UNICEF Regional Director for South Asia, Daniel Toole, has just completed a trip across flooded areas in Pakistan to evaluate the magnitude of the problems and the needs.
He says in the 15 years in which he has been dealing with emergencies, he has never seen one this large. He says the scale and scope of the disaster defies belief.
In a telephone briefing from Punjab, Toole tells correspondents in Geneva he has seen whole villages that have disappeared under the water. He says the flooding has caused extensive and widespread destruction of houses, schools, health facilities and other infrastructure.
The government of Pakistan says about 20 million people are affected by the disaster and Toole says the United Nations estimates at least 7 million are severely affected.
"Those are people who have basically lost everything. I have met hundreds of them who have arrived in camps with only the clothes they are wearing," said UNICEF Regional Director Toole. "They do not have food. They do not have water. They do not have clothes. They do not have shelter. And, so those are the most severely affected. Others will have moved to the side of the river and so they are still on high ground. And, they may have moved with some of their belongings, some of their food."
Toole says concern is growing over the outbreak of waterborne diseases. He says the World Health Organization fears 3.5 million children are at particular risk of getting acute watery diarrhea and other diseases.
He warns the sweltering heat and stagnant waters are perfect conditions for malaria, a major killer of children.
He says the physical condition of children he met is stable, but not good. He says they are traumatized by the events. At the same time, he says he has seen a few rays of hope among children who have been able to go back to school and participate in playgroups.
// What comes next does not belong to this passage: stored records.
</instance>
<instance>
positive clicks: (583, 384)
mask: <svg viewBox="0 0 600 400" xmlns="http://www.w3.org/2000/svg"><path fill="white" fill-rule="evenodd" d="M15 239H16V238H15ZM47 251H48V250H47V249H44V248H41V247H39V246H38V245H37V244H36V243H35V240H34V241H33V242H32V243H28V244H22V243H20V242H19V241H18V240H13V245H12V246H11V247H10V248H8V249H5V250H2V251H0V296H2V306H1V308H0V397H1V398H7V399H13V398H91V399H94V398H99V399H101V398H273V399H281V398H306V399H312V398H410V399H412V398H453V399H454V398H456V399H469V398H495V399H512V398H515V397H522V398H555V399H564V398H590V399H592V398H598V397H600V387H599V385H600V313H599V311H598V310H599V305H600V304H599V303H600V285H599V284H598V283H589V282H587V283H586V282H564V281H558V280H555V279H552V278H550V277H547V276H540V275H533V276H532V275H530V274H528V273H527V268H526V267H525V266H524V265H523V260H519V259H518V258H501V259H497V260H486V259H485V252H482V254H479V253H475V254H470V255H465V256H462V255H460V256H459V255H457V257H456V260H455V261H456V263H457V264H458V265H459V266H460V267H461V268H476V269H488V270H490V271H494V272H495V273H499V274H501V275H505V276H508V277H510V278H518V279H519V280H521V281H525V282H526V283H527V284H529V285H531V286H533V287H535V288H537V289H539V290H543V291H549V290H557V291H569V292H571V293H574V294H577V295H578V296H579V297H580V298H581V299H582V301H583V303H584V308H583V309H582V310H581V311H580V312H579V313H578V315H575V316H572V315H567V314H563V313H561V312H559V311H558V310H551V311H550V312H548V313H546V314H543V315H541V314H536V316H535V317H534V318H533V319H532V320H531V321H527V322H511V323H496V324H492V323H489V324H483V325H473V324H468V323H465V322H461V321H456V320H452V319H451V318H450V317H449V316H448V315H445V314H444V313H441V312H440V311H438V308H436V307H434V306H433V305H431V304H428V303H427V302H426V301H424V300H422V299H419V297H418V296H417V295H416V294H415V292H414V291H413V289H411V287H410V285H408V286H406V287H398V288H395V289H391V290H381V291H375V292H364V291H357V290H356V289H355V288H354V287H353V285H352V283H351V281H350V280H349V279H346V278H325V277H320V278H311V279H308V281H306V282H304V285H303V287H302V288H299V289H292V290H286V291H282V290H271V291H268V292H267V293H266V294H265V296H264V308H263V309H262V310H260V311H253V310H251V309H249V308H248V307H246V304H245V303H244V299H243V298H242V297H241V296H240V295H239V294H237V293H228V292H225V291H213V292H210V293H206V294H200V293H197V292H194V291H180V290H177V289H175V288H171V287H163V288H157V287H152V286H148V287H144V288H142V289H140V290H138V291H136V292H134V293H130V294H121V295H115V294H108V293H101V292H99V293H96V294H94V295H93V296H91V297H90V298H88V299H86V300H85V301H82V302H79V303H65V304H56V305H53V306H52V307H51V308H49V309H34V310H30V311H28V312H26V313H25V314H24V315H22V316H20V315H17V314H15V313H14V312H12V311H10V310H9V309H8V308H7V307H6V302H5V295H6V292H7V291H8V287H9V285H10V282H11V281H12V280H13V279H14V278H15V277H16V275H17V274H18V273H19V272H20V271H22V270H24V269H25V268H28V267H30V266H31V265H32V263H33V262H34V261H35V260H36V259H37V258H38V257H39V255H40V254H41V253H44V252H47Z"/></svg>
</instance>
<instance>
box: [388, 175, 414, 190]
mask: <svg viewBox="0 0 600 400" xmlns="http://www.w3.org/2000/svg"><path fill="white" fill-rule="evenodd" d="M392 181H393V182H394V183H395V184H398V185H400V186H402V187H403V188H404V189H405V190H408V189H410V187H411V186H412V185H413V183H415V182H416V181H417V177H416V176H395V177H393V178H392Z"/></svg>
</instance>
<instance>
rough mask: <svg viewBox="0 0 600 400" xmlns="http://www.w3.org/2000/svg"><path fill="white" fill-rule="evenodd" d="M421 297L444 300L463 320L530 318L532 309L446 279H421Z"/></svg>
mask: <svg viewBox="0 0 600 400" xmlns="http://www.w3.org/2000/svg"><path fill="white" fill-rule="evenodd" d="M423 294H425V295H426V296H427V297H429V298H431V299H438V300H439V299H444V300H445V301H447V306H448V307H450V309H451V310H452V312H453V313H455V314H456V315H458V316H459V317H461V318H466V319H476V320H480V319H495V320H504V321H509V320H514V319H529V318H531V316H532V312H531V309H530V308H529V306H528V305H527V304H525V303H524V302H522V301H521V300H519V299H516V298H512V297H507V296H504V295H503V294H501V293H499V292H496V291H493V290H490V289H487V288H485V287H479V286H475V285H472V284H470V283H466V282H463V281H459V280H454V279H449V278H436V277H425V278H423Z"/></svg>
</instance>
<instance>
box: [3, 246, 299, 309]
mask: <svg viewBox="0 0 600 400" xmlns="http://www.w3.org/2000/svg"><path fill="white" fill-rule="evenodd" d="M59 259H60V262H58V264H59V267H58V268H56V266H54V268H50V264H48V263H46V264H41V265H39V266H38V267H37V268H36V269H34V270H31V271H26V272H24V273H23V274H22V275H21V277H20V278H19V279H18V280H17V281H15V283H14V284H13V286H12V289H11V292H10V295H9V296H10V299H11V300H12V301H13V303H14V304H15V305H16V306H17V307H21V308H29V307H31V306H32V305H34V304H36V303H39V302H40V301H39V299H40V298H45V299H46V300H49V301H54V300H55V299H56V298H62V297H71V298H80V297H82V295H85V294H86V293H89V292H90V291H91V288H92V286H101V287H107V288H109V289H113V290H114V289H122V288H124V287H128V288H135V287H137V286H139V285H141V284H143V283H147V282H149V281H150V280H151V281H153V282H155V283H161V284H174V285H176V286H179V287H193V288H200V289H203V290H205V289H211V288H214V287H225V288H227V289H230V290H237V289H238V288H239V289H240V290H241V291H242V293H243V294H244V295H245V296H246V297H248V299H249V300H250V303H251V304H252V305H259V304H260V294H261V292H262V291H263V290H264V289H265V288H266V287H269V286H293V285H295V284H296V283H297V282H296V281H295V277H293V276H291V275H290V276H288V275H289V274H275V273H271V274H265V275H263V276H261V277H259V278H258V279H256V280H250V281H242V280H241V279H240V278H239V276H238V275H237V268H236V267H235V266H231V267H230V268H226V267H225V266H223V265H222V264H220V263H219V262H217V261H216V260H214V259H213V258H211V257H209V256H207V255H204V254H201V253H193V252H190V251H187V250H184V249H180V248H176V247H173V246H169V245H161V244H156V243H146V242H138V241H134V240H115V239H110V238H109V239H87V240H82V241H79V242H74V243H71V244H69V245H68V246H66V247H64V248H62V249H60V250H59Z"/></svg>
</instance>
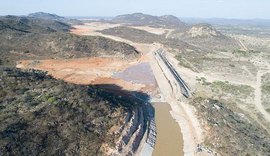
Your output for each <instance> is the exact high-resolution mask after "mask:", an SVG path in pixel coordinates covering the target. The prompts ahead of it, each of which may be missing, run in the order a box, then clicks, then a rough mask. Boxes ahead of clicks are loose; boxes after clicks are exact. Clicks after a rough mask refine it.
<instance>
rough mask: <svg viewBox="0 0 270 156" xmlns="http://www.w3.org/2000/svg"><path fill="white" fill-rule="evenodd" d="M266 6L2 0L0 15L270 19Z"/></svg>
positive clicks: (265, 2) (234, 1)
mask: <svg viewBox="0 0 270 156" xmlns="http://www.w3.org/2000/svg"><path fill="white" fill-rule="evenodd" d="M269 7H270V1H267V0H260V1H255V0H238V1H233V0H226V1H225V0H190V1H184V0H168V1H154V0H149V1H143V0H138V1H131V0H128V1H127V0H114V1H112V2H109V1H106V0H99V1H96V0H94V1H87V0H77V1H67V0H58V1H53V0H47V1H35V0H21V1H14V0H12V1H4V2H2V4H1V6H0V8H1V9H0V15H27V14H29V13H33V12H48V13H53V14H57V15H60V16H85V17H114V16H117V15H121V14H130V13H135V12H142V13H145V14H151V15H157V16H160V15H168V14H170V15H174V16H177V17H184V18H225V19H270V11H269Z"/></svg>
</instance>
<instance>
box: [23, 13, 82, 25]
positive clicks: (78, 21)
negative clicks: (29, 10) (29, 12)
mask: <svg viewBox="0 0 270 156" xmlns="http://www.w3.org/2000/svg"><path fill="white" fill-rule="evenodd" d="M27 17H30V18H38V19H43V20H55V21H60V22H65V23H69V24H76V25H78V24H82V22H81V21H79V20H77V19H71V18H66V17H62V16H58V15H56V14H50V13H45V12H36V13H31V14H29V15H28V16H27Z"/></svg>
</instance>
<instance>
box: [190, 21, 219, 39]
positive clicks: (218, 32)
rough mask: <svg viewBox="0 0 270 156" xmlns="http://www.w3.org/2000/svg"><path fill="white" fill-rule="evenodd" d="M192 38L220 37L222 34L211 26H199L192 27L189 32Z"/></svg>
mask: <svg viewBox="0 0 270 156" xmlns="http://www.w3.org/2000/svg"><path fill="white" fill-rule="evenodd" d="M187 33H188V34H189V35H191V37H206V38H208V37H219V36H222V34H221V33H220V32H219V31H217V30H216V29H215V28H214V27H212V26H211V25H209V24H199V25H194V26H192V27H191V28H190V29H189V30H188V32H187Z"/></svg>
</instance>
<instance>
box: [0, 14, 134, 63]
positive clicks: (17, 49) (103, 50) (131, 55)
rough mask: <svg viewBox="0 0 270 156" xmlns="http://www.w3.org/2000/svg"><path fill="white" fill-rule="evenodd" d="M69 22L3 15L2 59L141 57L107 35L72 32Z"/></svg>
mask: <svg viewBox="0 0 270 156" xmlns="http://www.w3.org/2000/svg"><path fill="white" fill-rule="evenodd" d="M70 28H72V27H71V26H70V25H69V24H66V23H63V22H59V21H55V20H48V19H46V20H44V19H38V18H33V17H18V16H4V17H0V33H1V35H0V62H1V63H2V64H3V65H12V66H14V65H15V64H16V61H18V60H21V59H51V58H65V59H67V58H79V57H91V56H104V55H106V56H108V55H110V56H112V57H125V58H128V59H131V58H135V57H137V56H138V51H137V50H136V49H135V48H134V47H132V46H130V45H128V44H126V43H122V42H117V41H114V40H111V39H107V38H104V37H96V36H78V35H74V34H70V33H69V29H70Z"/></svg>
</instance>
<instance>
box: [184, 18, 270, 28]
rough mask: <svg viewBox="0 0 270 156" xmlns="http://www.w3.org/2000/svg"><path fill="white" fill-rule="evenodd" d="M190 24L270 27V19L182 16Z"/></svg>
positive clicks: (222, 25) (244, 26)
mask: <svg viewBox="0 0 270 156" xmlns="http://www.w3.org/2000/svg"><path fill="white" fill-rule="evenodd" d="M181 19H182V20H183V21H184V22H187V23H190V24H198V23H209V24H212V25H220V26H242V27H243V26H244V27H263V28H269V27H270V19H225V18H181Z"/></svg>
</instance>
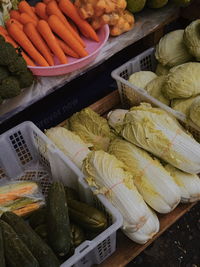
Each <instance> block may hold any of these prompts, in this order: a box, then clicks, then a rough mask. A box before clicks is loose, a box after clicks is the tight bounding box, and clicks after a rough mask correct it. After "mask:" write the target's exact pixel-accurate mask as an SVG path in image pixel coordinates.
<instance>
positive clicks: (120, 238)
mask: <svg viewBox="0 0 200 267" xmlns="http://www.w3.org/2000/svg"><path fill="white" fill-rule="evenodd" d="M195 204H196V202H195V203H189V204H180V205H179V206H178V207H177V208H176V209H174V210H173V211H172V212H170V213H168V214H166V215H160V216H158V217H159V221H160V231H159V232H158V233H157V234H156V235H155V236H154V237H153V238H152V239H151V240H150V241H149V242H147V243H146V244H144V245H139V244H136V243H134V242H133V241H131V240H130V239H128V238H127V237H126V236H125V235H124V234H123V233H122V232H119V233H118V238H117V249H116V251H115V252H114V253H113V255H111V256H110V257H109V258H108V259H107V260H105V261H104V262H103V263H102V264H99V265H96V266H99V267H123V266H126V265H127V264H128V263H129V262H130V261H132V260H133V259H134V258H135V257H136V256H138V255H139V254H140V253H141V252H142V251H144V250H145V249H146V248H147V247H148V246H149V245H150V244H151V243H152V242H153V241H155V240H156V239H157V238H158V237H159V236H160V235H161V234H162V233H163V232H164V231H166V230H167V229H168V228H169V227H170V226H171V225H172V224H174V223H175V222H176V221H177V220H178V219H180V218H181V217H182V216H183V215H184V214H185V213H187V212H188V211H189V210H190V209H191V208H192V207H193V206H194V205H195Z"/></svg>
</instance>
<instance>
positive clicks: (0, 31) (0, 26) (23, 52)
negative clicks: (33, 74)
mask: <svg viewBox="0 0 200 267" xmlns="http://www.w3.org/2000/svg"><path fill="white" fill-rule="evenodd" d="M1 27H2V26H0V35H2V36H3V37H4V39H5V41H6V42H7V43H10V44H11V45H12V46H13V47H14V48H18V47H19V45H18V44H17V43H16V42H15V41H14V40H13V39H12V38H11V37H10V36H9V34H8V32H7V30H6V29H4V28H3V27H2V28H3V29H4V30H1ZM21 55H22V57H23V58H24V60H25V61H26V64H27V65H28V66H35V63H34V62H33V61H32V60H31V59H30V57H29V56H27V55H26V54H25V53H24V52H21Z"/></svg>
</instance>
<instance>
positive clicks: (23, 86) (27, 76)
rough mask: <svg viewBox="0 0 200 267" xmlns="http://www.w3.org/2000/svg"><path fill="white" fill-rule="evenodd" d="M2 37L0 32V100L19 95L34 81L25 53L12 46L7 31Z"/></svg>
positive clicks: (11, 97)
mask: <svg viewBox="0 0 200 267" xmlns="http://www.w3.org/2000/svg"><path fill="white" fill-rule="evenodd" d="M12 25H14V24H12ZM4 37H5V38H4ZM4 37H3V36H2V35H1V32H0V46H1V50H0V102H2V101H3V100H4V99H8V98H12V97H15V96H17V95H19V94H20V92H21V90H22V89H23V88H25V87H28V86H30V85H31V84H32V83H33V81H34V78H33V75H32V73H31V72H30V71H29V70H28V69H27V65H26V61H25V60H24V58H26V56H25V54H24V53H22V54H21V52H20V51H19V50H16V49H15V48H14V47H13V45H12V41H10V39H9V38H7V32H6V34H5V35H4ZM15 47H16V46H15ZM17 51H18V52H17ZM23 57H24V58H23ZM26 59H27V58H26ZM22 77H23V79H22Z"/></svg>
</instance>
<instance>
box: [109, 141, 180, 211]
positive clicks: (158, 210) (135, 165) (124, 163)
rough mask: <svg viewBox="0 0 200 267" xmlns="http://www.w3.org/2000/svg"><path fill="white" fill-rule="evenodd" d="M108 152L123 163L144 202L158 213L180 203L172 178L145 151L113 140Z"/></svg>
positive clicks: (127, 144)
mask: <svg viewBox="0 0 200 267" xmlns="http://www.w3.org/2000/svg"><path fill="white" fill-rule="evenodd" d="M109 152H110V153H111V154H113V155H115V156H116V157H117V158H118V159H119V160H121V161H123V163H124V164H125V166H126V167H127V170H128V171H129V172H130V173H131V174H132V179H133V182H134V184H135V185H136V187H137V189H138V191H139V192H140V194H141V195H142V197H143V199H144V200H145V202H146V203H147V204H148V205H149V206H150V207H152V208H153V209H154V210H156V211H158V212H159V213H168V212H170V211H172V210H173V209H174V208H175V207H176V206H177V205H178V204H179V202H180V190H179V188H178V187H177V185H176V184H175V183H174V181H173V178H172V176H171V175H170V174H169V173H168V172H167V171H166V170H165V168H164V167H163V166H162V165H161V164H160V162H159V161H158V160H157V159H153V158H152V157H151V156H150V155H149V154H148V153H147V152H146V151H145V150H142V149H140V148H139V147H137V146H135V145H133V144H131V143H129V142H127V141H124V140H122V139H115V140H114V141H113V142H112V143H111V145H110V147H109Z"/></svg>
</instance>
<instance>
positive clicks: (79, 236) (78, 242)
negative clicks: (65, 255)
mask: <svg viewBox="0 0 200 267" xmlns="http://www.w3.org/2000/svg"><path fill="white" fill-rule="evenodd" d="M71 233H72V242H73V245H74V247H78V246H79V245H80V244H81V243H82V242H83V241H84V240H85V235H84V232H83V230H82V229H81V228H80V227H79V226H78V225H76V224H74V223H72V224H71Z"/></svg>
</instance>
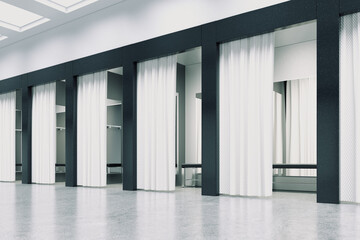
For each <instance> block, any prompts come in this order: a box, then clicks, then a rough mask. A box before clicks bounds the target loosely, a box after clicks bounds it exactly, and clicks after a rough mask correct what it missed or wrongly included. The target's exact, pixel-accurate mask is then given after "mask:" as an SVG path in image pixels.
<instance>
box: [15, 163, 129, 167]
mask: <svg viewBox="0 0 360 240" xmlns="http://www.w3.org/2000/svg"><path fill="white" fill-rule="evenodd" d="M16 166H17V167H22V163H16ZM55 166H56V167H65V166H66V164H65V163H55ZM106 166H107V167H122V164H121V163H108V164H106Z"/></svg>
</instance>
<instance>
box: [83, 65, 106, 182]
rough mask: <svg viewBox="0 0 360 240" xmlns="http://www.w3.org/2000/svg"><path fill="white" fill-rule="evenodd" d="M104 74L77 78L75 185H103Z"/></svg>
mask: <svg viewBox="0 0 360 240" xmlns="http://www.w3.org/2000/svg"><path fill="white" fill-rule="evenodd" d="M106 99H107V73H106V71H103V72H97V73H93V74H88V75H84V76H80V77H79V78H78V96H77V112H78V115H77V185H81V186H90V187H103V186H106V159H107V155H106V154H107V153H106V149H107V147H106V146H107V142H106V140H107V137H106V124H107V106H106Z"/></svg>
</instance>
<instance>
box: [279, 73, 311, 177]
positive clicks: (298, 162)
mask: <svg viewBox="0 0 360 240" xmlns="http://www.w3.org/2000/svg"><path fill="white" fill-rule="evenodd" d="M286 163H290V164H316V79H315V78H305V79H298V80H292V81H287V83H286ZM287 175H289V176H316V170H315V169H289V170H287Z"/></svg>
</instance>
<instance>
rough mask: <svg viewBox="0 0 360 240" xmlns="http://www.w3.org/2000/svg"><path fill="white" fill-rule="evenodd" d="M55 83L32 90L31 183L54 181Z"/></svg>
mask: <svg viewBox="0 0 360 240" xmlns="http://www.w3.org/2000/svg"><path fill="white" fill-rule="evenodd" d="M55 101H56V83H49V84H44V85H40V86H36V87H34V88H33V90H32V133H31V135H32V137H31V145H32V148H31V149H32V150H31V176H32V182H33V183H44V184H52V183H55V162H56V105H55Z"/></svg>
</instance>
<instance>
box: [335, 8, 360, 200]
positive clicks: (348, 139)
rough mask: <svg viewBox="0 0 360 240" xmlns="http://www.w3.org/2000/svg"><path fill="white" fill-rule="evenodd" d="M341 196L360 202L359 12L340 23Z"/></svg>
mask: <svg viewBox="0 0 360 240" xmlns="http://www.w3.org/2000/svg"><path fill="white" fill-rule="evenodd" d="M340 200H341V201H348V202H358V203H360V13H356V14H352V15H347V16H344V17H342V18H341V24H340Z"/></svg>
Toole says food, water and medical care are essential for survival. But, education is vital for the recovery of children and for their parents.
He says going to school provides people with a sense of normality, with a sense that things will get better. He says education is a way of protecting children, especially girls.
"It is also direct protection because what we know is in emergencies there is greater threat of early marriage, because parents have lost all of their belongings and they look desperately for ways to cope," explained Toole. "It is a direct period of threats of kidnapping and abduction and trafficking of children. And that is how we have started to work with camps and other about those dangers and the need to protect children. And, when children are in school, they are protected."
Toole says UNICEF is doing its best to provide safe water and sanitation, health care and education for millions of flood victims. But, these activities cost a lot of money and will cost more as the needs increase.
He says so far, UNICEF has received $8 million in cash plus $35 million in pledges. He appeals to donors to urgently come up with the cash because UNICEF cannot pay for food, water, health care and other essential needs with pledges.